Day Surgery Nurses Develop Discharge Instructions

Nurses involved in the project include, from left, Nancy Brooks, RN, Susan Skahan, RN, Sandra Torrisi, RN, Marie Courtney, RN, and Nicole Engel, RN. Barbara McCarthy, RN, is not pictured.
In an ambitious undertaking during the last three years, Day Surgery nurses have developed more than 100 sets of standardized discharge instructions in English and Spanish for all Day Surgery procedures. Through countless meetings, reviews and revisions, the group has remained focused on patients’ needs.
“The nurses created a standard template for all discharge instructions,” said Ann Furey, MBA, RN, Patient Education program manager, who worked with the group. “This project really captures another way that the expertise of our nurses contributes to the good of the patients.”
Prior to this project, discharge instructions varied, depending on the physician and nurse responsible for the discharge. “The instructions weren’t uniform or consistent,” said project leader Sandra Torrisi, RN, of Day Surgery.
It was challenging for nurses and physicians to provide discharge instructions reflective of the plan of care.
Nancy Brooks, RN, nurse in-charge in Day Surgery, reached out to Furey, and they formed a small core committee, adding new members as they tackled each specialty area within Day Surgery.
Now available online, the discharge instructions are in standardized templates, with copious information broken down into readable sections. Once the initial drafts were complete, the committee shared them with attending physicians, residents, physician assistants, nurses and others in each area for additional review.

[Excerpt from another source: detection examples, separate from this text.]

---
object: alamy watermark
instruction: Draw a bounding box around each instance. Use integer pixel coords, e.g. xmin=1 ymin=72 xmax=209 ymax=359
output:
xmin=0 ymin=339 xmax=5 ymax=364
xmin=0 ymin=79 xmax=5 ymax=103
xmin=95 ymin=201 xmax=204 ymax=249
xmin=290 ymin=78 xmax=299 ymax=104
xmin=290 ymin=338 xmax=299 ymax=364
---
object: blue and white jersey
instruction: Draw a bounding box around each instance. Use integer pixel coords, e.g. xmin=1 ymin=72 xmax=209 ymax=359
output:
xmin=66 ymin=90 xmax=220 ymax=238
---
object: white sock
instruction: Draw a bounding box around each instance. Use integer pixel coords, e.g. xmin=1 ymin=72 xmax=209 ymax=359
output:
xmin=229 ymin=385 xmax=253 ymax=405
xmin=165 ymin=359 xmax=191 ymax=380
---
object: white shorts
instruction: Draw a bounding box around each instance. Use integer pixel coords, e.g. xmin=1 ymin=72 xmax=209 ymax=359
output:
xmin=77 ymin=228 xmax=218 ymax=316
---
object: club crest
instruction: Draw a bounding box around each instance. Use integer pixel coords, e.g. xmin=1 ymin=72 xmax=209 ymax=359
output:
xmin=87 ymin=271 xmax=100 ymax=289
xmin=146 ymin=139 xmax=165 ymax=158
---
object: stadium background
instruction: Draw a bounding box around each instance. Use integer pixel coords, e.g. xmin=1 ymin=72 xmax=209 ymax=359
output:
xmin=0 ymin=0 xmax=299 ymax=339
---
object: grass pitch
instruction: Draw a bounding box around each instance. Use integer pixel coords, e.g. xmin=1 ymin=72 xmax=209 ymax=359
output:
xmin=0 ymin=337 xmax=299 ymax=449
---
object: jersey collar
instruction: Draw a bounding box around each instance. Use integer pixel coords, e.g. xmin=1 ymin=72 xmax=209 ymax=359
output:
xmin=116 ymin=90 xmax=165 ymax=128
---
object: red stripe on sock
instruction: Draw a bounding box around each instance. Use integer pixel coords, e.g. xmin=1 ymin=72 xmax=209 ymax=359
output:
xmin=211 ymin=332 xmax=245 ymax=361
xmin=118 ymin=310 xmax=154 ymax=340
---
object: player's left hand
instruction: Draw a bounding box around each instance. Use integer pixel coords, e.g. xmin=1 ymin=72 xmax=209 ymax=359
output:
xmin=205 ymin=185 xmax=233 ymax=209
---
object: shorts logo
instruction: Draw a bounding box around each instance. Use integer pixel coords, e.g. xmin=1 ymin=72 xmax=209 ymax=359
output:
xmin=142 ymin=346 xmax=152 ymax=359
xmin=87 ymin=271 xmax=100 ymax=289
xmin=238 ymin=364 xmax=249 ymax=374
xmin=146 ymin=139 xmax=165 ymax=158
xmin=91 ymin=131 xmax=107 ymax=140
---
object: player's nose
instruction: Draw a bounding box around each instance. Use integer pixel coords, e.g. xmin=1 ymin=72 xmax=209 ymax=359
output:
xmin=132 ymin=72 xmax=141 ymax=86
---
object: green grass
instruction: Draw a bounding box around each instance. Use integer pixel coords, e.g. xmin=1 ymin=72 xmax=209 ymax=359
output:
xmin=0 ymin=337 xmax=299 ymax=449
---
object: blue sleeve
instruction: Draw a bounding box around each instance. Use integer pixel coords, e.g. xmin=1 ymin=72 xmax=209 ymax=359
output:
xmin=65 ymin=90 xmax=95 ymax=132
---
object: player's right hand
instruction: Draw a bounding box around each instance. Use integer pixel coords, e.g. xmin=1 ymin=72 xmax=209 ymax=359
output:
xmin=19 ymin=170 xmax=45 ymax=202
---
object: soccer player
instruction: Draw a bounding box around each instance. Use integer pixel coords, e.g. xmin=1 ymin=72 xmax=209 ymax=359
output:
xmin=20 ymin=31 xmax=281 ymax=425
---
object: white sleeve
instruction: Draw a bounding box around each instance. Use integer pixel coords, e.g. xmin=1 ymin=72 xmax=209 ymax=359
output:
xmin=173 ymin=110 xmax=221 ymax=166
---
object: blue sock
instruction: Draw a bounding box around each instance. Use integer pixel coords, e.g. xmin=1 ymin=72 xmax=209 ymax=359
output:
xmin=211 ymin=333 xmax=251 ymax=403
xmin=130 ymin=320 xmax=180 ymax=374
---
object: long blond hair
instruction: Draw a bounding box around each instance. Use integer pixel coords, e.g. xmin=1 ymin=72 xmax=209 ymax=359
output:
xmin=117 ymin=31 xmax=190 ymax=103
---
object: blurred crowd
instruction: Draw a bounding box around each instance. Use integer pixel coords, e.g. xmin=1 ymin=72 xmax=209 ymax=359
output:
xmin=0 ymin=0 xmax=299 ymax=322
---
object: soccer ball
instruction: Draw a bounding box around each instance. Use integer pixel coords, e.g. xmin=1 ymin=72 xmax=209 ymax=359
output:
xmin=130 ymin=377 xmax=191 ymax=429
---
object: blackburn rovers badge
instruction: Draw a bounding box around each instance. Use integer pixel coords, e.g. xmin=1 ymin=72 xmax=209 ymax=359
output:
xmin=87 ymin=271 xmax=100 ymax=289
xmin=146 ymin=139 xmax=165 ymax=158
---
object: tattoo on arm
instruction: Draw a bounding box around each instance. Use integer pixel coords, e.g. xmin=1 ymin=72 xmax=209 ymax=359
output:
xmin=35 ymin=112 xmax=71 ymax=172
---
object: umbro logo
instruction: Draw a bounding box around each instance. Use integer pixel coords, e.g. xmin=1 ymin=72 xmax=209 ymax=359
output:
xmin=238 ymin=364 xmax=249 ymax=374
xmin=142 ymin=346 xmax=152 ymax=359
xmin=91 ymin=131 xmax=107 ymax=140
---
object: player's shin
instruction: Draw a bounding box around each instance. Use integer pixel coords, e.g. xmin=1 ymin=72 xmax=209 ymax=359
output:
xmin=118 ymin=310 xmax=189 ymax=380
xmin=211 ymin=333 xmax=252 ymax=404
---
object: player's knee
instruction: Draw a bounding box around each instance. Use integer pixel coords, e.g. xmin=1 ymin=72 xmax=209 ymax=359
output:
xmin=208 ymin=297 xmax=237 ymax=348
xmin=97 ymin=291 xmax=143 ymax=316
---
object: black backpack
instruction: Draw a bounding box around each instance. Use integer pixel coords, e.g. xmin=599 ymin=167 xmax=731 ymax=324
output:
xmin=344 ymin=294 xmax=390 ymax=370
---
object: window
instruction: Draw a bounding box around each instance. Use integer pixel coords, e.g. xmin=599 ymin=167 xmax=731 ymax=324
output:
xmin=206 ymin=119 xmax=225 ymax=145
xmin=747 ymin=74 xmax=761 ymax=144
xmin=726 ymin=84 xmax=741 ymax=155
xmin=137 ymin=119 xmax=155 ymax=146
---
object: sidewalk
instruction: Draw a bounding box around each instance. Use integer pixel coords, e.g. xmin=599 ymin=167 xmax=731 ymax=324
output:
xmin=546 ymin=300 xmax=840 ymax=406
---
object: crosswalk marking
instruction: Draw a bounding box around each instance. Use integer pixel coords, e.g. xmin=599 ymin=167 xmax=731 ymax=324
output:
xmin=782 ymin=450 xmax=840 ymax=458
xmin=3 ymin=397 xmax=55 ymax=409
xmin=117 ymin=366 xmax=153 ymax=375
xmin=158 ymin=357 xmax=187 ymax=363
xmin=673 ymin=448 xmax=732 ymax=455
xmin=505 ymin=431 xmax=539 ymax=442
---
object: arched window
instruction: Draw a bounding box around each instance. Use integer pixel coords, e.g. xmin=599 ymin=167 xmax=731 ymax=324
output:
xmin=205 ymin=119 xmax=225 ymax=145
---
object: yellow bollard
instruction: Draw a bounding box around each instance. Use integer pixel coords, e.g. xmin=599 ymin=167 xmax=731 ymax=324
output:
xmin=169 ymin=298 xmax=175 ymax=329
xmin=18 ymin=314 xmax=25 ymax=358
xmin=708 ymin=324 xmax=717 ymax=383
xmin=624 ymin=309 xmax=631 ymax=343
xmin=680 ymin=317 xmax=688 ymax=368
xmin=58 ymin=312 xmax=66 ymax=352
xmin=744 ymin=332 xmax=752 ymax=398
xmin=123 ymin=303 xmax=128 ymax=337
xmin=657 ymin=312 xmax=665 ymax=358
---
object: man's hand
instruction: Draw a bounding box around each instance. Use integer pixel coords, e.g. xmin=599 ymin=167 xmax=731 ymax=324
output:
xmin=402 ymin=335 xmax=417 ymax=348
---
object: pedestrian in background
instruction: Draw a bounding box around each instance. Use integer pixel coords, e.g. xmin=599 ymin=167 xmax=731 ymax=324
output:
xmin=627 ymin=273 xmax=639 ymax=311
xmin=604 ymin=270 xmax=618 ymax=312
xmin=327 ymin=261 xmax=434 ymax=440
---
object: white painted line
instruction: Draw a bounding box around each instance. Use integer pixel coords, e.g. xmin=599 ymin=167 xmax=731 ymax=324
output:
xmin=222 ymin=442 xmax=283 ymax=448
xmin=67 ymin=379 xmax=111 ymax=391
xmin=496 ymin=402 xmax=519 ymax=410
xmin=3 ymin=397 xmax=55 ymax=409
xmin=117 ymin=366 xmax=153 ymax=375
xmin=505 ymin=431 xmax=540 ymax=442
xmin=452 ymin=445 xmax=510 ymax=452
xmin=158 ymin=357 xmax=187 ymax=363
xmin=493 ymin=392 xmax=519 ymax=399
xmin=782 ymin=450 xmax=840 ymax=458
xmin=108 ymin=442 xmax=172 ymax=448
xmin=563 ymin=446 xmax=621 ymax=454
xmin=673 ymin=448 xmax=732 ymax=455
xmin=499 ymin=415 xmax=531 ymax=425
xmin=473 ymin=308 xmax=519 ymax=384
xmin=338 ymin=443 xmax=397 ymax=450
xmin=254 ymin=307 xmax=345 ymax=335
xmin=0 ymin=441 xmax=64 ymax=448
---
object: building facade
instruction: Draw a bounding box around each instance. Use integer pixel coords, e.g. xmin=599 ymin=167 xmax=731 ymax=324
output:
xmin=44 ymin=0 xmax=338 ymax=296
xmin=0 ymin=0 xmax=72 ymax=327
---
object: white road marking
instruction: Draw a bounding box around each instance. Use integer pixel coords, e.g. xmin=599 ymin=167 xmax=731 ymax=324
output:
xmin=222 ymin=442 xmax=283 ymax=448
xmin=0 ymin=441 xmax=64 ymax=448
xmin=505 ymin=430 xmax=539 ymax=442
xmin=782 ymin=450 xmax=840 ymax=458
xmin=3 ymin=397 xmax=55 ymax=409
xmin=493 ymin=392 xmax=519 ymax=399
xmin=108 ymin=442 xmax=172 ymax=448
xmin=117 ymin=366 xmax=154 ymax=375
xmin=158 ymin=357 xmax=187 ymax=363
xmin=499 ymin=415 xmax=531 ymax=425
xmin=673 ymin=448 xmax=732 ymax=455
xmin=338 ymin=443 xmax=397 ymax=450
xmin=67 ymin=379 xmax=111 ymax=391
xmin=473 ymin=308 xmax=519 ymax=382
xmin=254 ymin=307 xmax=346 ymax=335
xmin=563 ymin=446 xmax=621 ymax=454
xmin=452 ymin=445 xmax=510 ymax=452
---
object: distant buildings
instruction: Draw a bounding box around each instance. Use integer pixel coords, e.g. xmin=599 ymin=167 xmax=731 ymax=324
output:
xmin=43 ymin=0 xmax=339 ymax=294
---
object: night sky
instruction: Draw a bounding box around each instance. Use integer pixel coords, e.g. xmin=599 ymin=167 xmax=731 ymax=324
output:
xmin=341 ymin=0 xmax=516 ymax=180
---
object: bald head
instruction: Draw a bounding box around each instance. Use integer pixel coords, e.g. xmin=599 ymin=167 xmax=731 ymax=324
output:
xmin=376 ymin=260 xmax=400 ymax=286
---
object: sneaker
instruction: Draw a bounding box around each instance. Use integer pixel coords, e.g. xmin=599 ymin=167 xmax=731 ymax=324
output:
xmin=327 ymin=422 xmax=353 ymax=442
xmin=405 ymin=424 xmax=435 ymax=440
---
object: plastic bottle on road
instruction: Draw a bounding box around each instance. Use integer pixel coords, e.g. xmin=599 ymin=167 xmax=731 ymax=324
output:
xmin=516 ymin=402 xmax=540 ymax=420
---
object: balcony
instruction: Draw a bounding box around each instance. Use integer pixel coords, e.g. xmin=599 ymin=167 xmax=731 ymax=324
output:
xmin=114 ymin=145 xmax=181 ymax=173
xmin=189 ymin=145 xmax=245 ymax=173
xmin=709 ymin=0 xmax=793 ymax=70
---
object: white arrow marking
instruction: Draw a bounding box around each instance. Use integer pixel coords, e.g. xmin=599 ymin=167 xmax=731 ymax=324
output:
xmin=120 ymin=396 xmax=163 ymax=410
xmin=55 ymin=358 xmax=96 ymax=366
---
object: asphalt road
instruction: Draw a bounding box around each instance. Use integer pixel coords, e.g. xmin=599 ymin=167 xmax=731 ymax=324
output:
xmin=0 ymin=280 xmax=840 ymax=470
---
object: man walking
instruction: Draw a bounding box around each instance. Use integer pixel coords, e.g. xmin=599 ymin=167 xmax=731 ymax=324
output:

Each template can be customized to personalized instructions as needed for a particular patient.
“It took a lot of revisions and was tedious at times, but well worth the effort to provide quality patient instructions to every patient,” Furey said. “These instructions represent the collective wisdom of the team.”
The instructions are easy to read, with information broken out into bullets and written at a sixth- to seventh-grade reading level.
“Patients find these detailed instructions very beneficial,” said Nicole Engel, RN, of Day Surgery. “We review the instructions verbally with the patients, and they can keep the printed instructions to refer to when they have a question.”
Nurses, residents and other staff appreciate having standardized instructions available online. “It makes our work easier as well,” Engel said. “Everything is pre-printed.”
This is echoed by PACU nurses, who discharge Day Surgery patients on weekends. “This is a great resource for the PACU,” said Marie Courtney, RN, of the PACU, who previously worked in Day Surgery. “This helps the patients and it helps the nurses feel more assured that we are better preparing the patients for discharge.”
The committee also made the instructions available for Day Surgery patients at the Brigham and Women’s/Mass General Health Care Center at Foxborough and Faulkner Hospital.
“The staff here epitomize professional practice,” said Jeanne Lanchester, RN, nurse manager of PACU/Pre-Op/Day Surgery Unit. “This was a grassroots effort to provide our patients with better instructions—our focus is always to meet patients’ needs.”